Many economists say the billions of doses of vaccines expected to be distributed globally in the coming year will drive outsize economic momentum abroad versus in the U.S. Ham, for one, noted that ECB President Christine Lagarde mentioned that the central bank may not have to use its entire toolbox to support the recovery, “which gives investors confidence that the EU is doing better than the U.S.”
Consensus estimates for 2021 global gross domestic product growth is 5.4% and 5.2% for the EU. Emerging market GDP is expected to grow 6.3% for 2021. For the U.S., growth is expected at just 3.8%. That’s primarily because Europe’s GDP took a larger hit in 2020. And for any stock outside the U.S., a weak dollar is a tailwind because its value increases when converted. Many on Wall Street expect the dollar to continue its downtrend. The differential between global and U.S. GDP growth rates and the shrinking premium on U.S. Treasury yields against foreign yields are both driving expectations of continued dollar weakness.
“A potentially weaker dollar would benefit US multinational companies’ profits, boost returns of international investments for dollar-based investors” wrote LPL Financial strategists in a note.

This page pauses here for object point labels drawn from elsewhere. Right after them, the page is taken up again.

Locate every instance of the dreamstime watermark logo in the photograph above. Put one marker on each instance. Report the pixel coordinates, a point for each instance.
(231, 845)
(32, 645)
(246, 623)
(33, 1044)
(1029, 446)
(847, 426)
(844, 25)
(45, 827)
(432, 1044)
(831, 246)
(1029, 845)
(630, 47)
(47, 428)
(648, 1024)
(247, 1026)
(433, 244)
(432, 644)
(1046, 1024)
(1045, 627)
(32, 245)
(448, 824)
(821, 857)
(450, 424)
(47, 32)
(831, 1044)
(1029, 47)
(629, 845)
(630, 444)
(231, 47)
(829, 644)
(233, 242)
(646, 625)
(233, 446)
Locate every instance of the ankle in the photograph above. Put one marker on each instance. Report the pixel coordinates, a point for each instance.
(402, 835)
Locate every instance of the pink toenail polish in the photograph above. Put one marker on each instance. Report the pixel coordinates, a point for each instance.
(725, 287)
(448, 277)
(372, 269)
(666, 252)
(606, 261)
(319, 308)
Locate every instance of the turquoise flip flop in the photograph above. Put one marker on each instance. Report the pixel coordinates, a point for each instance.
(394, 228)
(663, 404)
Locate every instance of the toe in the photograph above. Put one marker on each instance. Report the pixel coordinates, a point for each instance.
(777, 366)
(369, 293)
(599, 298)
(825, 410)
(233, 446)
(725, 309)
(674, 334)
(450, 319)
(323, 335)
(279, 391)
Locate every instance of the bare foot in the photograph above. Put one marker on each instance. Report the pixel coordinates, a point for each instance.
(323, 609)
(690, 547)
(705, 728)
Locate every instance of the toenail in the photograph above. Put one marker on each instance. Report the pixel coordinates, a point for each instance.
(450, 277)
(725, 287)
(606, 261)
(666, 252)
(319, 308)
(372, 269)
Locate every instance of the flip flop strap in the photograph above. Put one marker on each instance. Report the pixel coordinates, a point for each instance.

Near-term economic growth can drive global stocks higher, but valuations outside the U.S. are far lower than in the U.S., potentially providing even more upside.
For the EU, the average stock on the Stoxx Europe 600 Index trades at just above 18 times earnings per share forecasts for the next 12 months. That’s much lower than the average S&P 500 earnings multiple of 22.1.
One caveat is that EU stocks have been trading at a valuation discount to U.S. stocks in the past several years and the valuation gap has slimmed of late. Observing the average earnings multiples on the Stoxx Europe 600 and S&P 500 versus those now, EU stocks have already begun to catch up to U.S. stocks in terms of valuation. In the past five years, the multiple on the Stoxx Europe 600 was 20% lower than that on the S&P 500. Now, stocks on the European index trade at just a 17% discount to the U.S. benchmark index.
Sure, valuations abroad have expanded some, but those levels might be appropriate. And we’ve yet to see sustained outperformance this year for a global group of stocks benefiting from several tailwinds.